Tag Archives: ATmega2560

3D printing a working 5-speed manual Toyota transmission

Maker 3D prints a fully-functional 5-speed transmission for a Toyota 22RE engine.

You may recall a project from back in January when auto enthusiast Eric Harrell replicated a Toyota 22RE four-cylinder engine using a RepRap Prusa 3D printer. Not only did it aesthetically fit the bill, it was completely functional as well. Following such positive feedback from the DIY community and media coverage around his earlier design, Harrell decided to complement his creation by 3D printing a 5-speed manual transmission modeled after a W56 Toyota. Combined, the two components form an impressive piece of DIY machinery!

“This is the 4WD version of the transmission so it has a mounting surface to bolt a transfer case to. I’ll work to get a 2WD housing designed up, since the only difference is the rear section of the transmission. The transfer case will be the next thing I will upload,” the Maker writes.
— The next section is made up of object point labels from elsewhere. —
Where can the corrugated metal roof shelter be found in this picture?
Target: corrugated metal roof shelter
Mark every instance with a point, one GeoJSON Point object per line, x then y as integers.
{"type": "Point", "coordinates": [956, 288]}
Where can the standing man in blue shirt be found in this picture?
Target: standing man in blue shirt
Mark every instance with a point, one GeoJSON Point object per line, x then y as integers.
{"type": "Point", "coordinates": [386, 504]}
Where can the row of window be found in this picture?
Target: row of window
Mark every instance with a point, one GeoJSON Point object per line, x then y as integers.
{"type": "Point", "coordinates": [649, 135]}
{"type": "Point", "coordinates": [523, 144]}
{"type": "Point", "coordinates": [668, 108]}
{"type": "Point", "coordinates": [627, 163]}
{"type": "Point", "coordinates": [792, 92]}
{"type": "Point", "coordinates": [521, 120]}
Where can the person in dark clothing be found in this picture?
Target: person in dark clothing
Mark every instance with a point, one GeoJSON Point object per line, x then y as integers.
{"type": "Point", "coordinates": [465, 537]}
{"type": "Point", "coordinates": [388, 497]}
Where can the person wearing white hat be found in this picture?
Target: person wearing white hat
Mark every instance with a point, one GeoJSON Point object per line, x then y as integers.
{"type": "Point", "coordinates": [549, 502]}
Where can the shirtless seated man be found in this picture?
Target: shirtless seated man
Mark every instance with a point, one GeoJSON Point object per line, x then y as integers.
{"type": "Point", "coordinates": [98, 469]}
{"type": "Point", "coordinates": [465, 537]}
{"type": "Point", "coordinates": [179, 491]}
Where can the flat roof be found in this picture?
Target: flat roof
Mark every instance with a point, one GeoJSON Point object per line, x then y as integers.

The build took Harrell just over two days to finish, which was accomplished using his ATmega2560 powered Kossel Mini printer. Upon completion, the transmission worked — all 5 speeds and reverse. The project utilized a decent amount of 3mm rod and 623zz bearings, along with some screws and nuts given the tiny size of a few of the parts.

Interested? You can check out the entire project on Thingiverse here. Meanwhile, watch it in action below!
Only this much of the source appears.